I'm afraid they absolutely do use Google's API. I do, however, agree that Lyft has mismanaged that code so badly as to be unrecognizable as Google......at all.


----------



## fermatamew (Mar 9, 2017)

Bork_Bork_Bork said:


> I'm afraid they absolutely do use Google's API. I do, however, agree that Lyft has mismanaged that code so badly as to be unrecognizable as Google......at all.

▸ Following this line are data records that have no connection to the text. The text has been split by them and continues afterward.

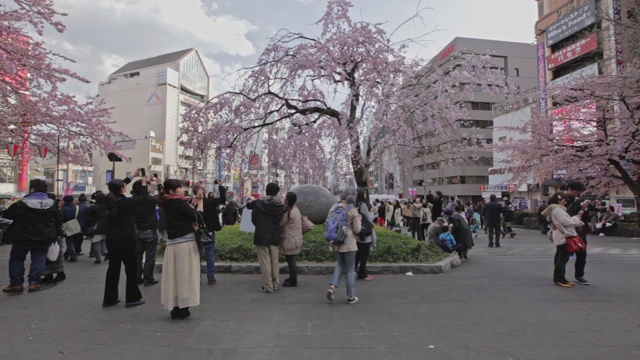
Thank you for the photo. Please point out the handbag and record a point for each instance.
(203, 236)
(574, 242)
(307, 225)
(54, 251)
(72, 226)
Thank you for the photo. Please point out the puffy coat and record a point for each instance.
(291, 224)
(564, 223)
(36, 221)
(354, 224)
(265, 216)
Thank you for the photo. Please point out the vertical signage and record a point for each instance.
(542, 79)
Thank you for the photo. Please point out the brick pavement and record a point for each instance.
(501, 304)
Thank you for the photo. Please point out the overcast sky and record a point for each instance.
(103, 35)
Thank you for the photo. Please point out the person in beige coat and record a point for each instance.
(346, 253)
(291, 224)
(562, 225)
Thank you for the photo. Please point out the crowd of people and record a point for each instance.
(125, 232)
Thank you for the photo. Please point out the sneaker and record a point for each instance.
(563, 284)
(151, 282)
(13, 288)
(582, 281)
(331, 294)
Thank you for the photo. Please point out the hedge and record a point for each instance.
(233, 245)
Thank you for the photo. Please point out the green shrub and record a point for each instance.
(233, 245)
(521, 215)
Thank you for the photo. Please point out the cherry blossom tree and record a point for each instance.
(342, 95)
(593, 130)
(34, 110)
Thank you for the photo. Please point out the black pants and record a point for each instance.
(122, 252)
(494, 229)
(560, 263)
(147, 246)
(423, 230)
(581, 256)
(415, 228)
(362, 256)
(293, 267)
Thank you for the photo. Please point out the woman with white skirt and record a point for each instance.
(180, 286)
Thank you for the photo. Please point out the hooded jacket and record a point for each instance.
(265, 216)
(564, 223)
(36, 221)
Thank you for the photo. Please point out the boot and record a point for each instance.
(290, 282)
(60, 277)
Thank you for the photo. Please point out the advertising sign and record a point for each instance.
(573, 51)
(583, 16)
(586, 72)
(542, 78)
(498, 188)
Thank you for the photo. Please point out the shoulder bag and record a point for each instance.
(72, 226)
(574, 242)
(203, 236)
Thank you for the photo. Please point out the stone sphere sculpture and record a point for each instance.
(314, 201)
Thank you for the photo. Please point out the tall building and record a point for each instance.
(465, 181)
(578, 39)
(147, 98)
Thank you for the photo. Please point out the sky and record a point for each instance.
(103, 35)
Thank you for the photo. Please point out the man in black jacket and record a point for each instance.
(211, 217)
(146, 220)
(35, 225)
(121, 243)
(574, 189)
(436, 201)
(266, 215)
(493, 211)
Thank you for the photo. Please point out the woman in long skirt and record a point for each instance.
(180, 288)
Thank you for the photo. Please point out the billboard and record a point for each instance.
(573, 51)
(578, 19)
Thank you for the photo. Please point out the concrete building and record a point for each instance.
(147, 98)
(518, 60)
(579, 38)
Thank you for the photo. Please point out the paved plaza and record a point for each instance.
(500, 304)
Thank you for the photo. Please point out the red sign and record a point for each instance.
(573, 51)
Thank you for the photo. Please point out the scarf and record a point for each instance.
(173, 196)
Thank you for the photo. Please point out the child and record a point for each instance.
(447, 242)
(474, 224)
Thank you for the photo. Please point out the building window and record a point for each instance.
(485, 106)
(540, 8)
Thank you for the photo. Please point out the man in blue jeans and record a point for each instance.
(36, 221)
(209, 207)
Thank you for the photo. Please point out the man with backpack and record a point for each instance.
(265, 216)
(343, 224)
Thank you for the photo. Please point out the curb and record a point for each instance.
(440, 267)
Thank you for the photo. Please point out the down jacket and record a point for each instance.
(291, 224)
(564, 223)
(354, 225)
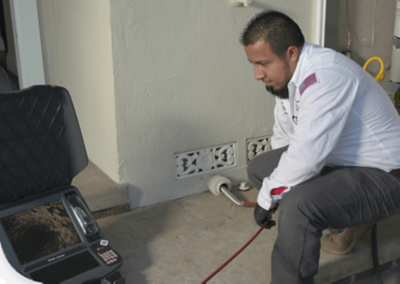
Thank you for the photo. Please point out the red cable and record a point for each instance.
(236, 254)
(250, 203)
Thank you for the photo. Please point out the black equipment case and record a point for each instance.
(47, 232)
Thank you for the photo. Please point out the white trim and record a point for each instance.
(320, 22)
(28, 48)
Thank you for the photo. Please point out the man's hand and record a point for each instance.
(261, 215)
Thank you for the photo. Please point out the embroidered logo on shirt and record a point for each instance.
(310, 80)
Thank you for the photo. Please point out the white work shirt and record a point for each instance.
(340, 117)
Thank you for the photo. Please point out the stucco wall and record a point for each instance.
(76, 42)
(371, 30)
(183, 82)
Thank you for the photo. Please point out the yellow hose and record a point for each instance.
(380, 74)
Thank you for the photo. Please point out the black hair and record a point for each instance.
(274, 27)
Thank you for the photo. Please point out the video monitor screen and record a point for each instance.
(40, 231)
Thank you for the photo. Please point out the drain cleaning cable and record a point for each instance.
(217, 185)
(236, 254)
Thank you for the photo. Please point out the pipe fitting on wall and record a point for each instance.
(238, 3)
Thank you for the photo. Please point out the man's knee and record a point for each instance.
(298, 207)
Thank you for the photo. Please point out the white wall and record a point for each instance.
(76, 42)
(371, 30)
(183, 82)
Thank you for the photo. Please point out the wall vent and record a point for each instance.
(203, 161)
(257, 146)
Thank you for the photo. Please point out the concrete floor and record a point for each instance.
(185, 240)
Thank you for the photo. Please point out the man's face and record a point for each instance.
(274, 71)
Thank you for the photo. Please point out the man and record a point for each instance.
(336, 139)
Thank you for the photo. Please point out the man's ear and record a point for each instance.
(293, 53)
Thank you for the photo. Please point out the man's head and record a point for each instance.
(273, 44)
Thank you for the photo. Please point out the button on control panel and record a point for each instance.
(106, 253)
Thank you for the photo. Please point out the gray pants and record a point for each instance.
(337, 198)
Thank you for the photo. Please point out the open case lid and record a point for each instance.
(41, 145)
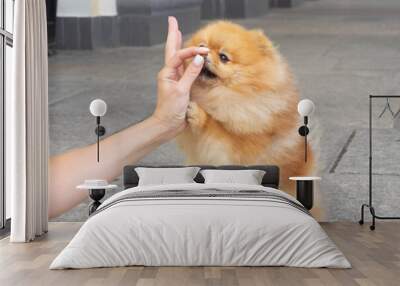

I don't want this to sound snarky - honest question: If they use Google, then why are their directions actually different than google's? (And even if their underlying navigation was the same, you have to admit their interface is horrible. Visuals are poor, timing of turns is bad, distance and time to destination inconsistent, etc.)


----------



## Bork_Bork_Bork (May 20, 2019)

fermatamew said:


> I don't want this to sound snarky - honest question: If they use Google, then why are their directions actually different than google's? (And even if their underlying navigation was the same, you have to admit their interface is horrible. Visuals are poor, timing of turns is bad, distance and time to destination inconsistent, etc.)


I'm totally in agreement with you. I can't answer that. I run 2 navigation programs, not for any other reason, other than they will lie their asses off regarding mileage.

Google Maps, side by side, is often different. I've no idea why.....and as you've said.....looks and acts like crap.


----------